Whether this was used by the development team at the time I can’t be sure. But I’m guessing if I were developing a games art assets, I would account for resolution and what reads as well as what doesnt read. I also might use this to my advantage by not making each texture overly detailed. I would also pay attention to lighting a grouping shadows to make cool scenes.
This might be a problem for some remastered games, and also why old games really do look good in our memories. Playing on an old tv actually creates a pretty cool filter that old games actually would use. It’s also probably why these games inspired our imagination so much too, because things weren’t all told to use visually so our imagination would fill in the blanks.
It really probably would make game worlds more mysterious and deep.
Interesting topic.
*t’s called found and lost edges, as well as simplifying forms by grouping them together by making them either similar is tone or sharpness.
Finally someone who understands the principles behind these sorts of things.
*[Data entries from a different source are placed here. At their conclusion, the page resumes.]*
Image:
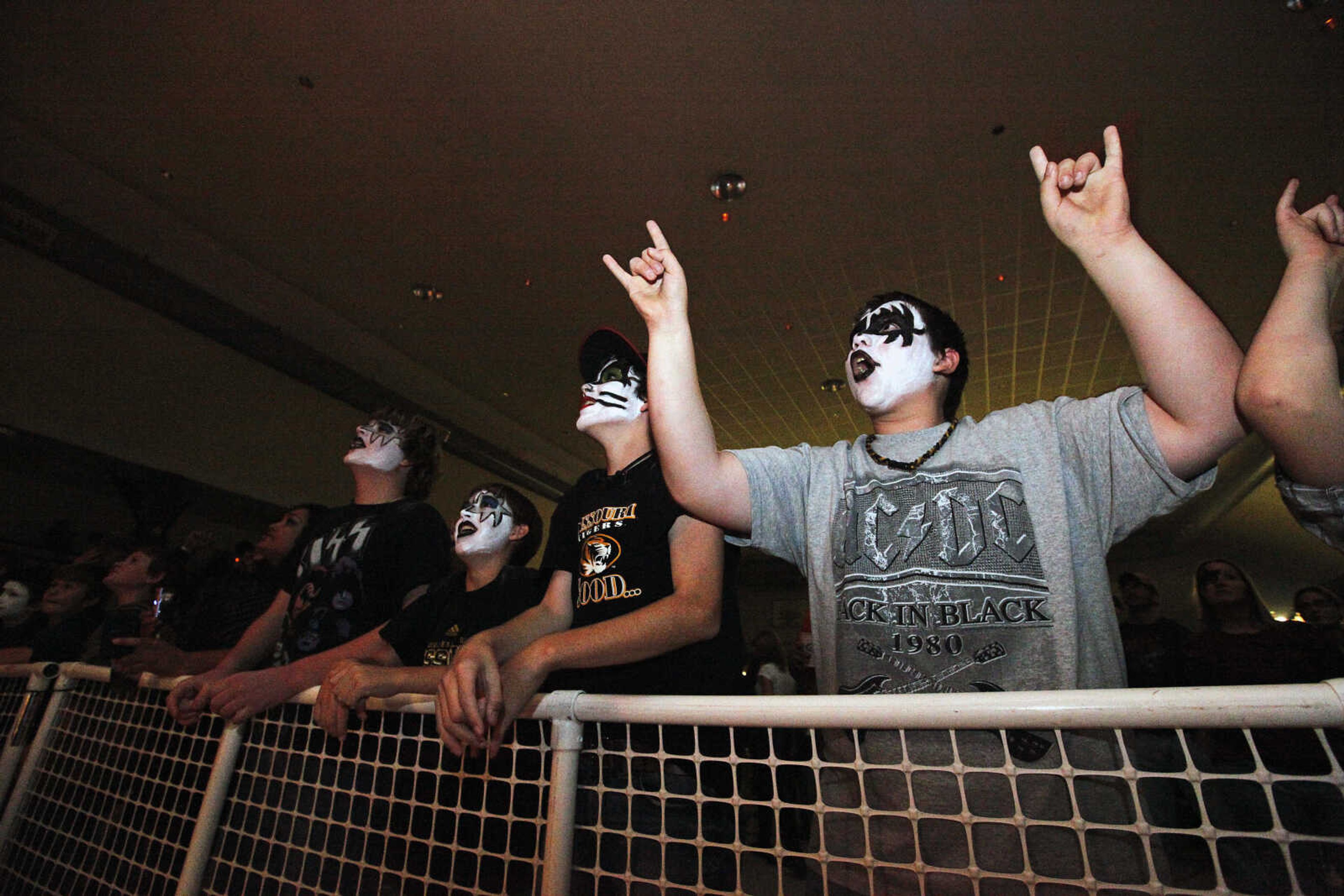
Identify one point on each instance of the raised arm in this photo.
(707, 483)
(471, 698)
(1289, 387)
(1187, 358)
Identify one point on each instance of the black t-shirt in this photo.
(358, 567)
(429, 632)
(22, 635)
(222, 609)
(612, 534)
(1283, 653)
(1155, 653)
(66, 641)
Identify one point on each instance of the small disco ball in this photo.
(729, 186)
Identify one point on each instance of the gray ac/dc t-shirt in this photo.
(983, 570)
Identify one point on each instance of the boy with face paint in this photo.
(19, 622)
(358, 567)
(1289, 386)
(636, 600)
(949, 555)
(964, 555)
(498, 531)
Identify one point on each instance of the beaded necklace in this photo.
(908, 467)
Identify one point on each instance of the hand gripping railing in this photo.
(1184, 790)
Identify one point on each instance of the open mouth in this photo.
(861, 366)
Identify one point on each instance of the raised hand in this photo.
(655, 283)
(1316, 233)
(1085, 202)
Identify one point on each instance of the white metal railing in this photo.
(1183, 790)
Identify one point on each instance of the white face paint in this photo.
(613, 398)
(377, 445)
(890, 358)
(14, 600)
(484, 524)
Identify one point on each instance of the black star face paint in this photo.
(890, 357)
(484, 524)
(613, 397)
(377, 444)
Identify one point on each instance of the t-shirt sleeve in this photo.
(424, 551)
(779, 483)
(1111, 453)
(411, 630)
(1320, 510)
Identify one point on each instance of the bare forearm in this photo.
(1289, 387)
(522, 630)
(710, 484)
(1186, 357)
(651, 632)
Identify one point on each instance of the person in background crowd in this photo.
(1155, 647)
(1240, 643)
(132, 582)
(772, 665)
(19, 621)
(498, 531)
(1323, 609)
(198, 629)
(72, 609)
(366, 561)
(1289, 386)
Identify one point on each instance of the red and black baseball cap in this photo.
(603, 346)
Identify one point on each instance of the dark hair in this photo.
(525, 514)
(944, 334)
(420, 445)
(315, 514)
(1209, 619)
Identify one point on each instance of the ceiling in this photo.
(308, 163)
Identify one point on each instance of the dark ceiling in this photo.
(308, 163)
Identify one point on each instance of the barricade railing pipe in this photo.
(1216, 790)
(211, 808)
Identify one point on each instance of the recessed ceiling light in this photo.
(729, 186)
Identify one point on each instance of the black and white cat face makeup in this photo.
(484, 524)
(890, 357)
(378, 445)
(613, 397)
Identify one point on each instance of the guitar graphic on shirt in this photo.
(874, 683)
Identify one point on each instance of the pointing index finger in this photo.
(656, 234)
(1111, 139)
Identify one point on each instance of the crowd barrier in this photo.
(1186, 790)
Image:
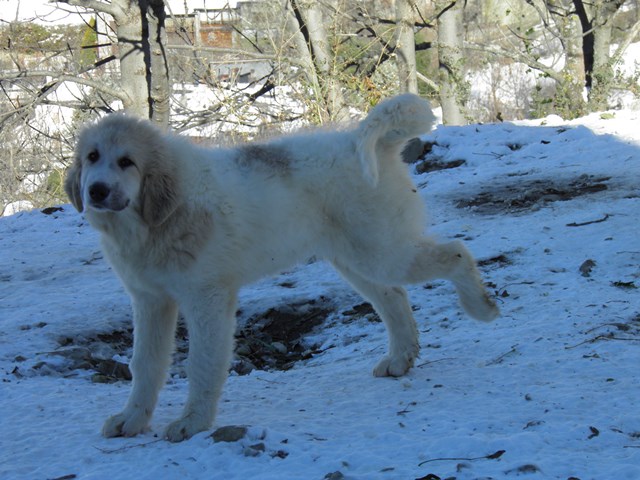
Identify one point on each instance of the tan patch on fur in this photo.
(179, 240)
(264, 157)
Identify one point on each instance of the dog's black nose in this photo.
(99, 192)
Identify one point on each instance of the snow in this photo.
(549, 390)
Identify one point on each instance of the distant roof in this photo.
(43, 11)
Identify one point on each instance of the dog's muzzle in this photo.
(103, 197)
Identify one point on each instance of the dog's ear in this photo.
(72, 185)
(158, 196)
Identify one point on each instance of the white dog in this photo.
(186, 226)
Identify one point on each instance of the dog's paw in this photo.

So far these comments have been either wilfully ignorant or painfully naive.
Except this person isn’t insulting or generalising someone’s preferences because they don’t share yours.
If i’m guilty of that then i’m in good company. “This should be filed under satire”, “Ha.”, “This is the video game equivalent of people saying vinyl is better than CD.”, etc.
It’s not about insulting preferences, it’s about understanding that the creator’s original intent is important. They made decisions based on the hardware that were made with the assumption it would be displayed a certain way. Because of that, some of their decisions do in fact look better than an HD remaster, compositionally; objectively. The scene with Vaan and the guards embedded in the article is a perfect example. The third image by far has the worst depth in it.
Sorry forgot my account -Another reason as to why the hd feels weird to look at is in a painting if all elements are sharp your eye doesnt know where to rest, because everything is asking for your attention visually.
But at the same time im glad they re-realsed this game. It really was a great game that came out at a weird time so people completely forgot about it. If hd is what makes people buy and play it, so be it.
This is the video game equivalent of people saying that Vinyl is better than CD.
I’d say the difference is a bit larger than that example.
Due to how the human eye works and brain work.
You dont really hear deeper music due to the sound being grainy.
If painters updated paintings to hd it would be a massive difference visually.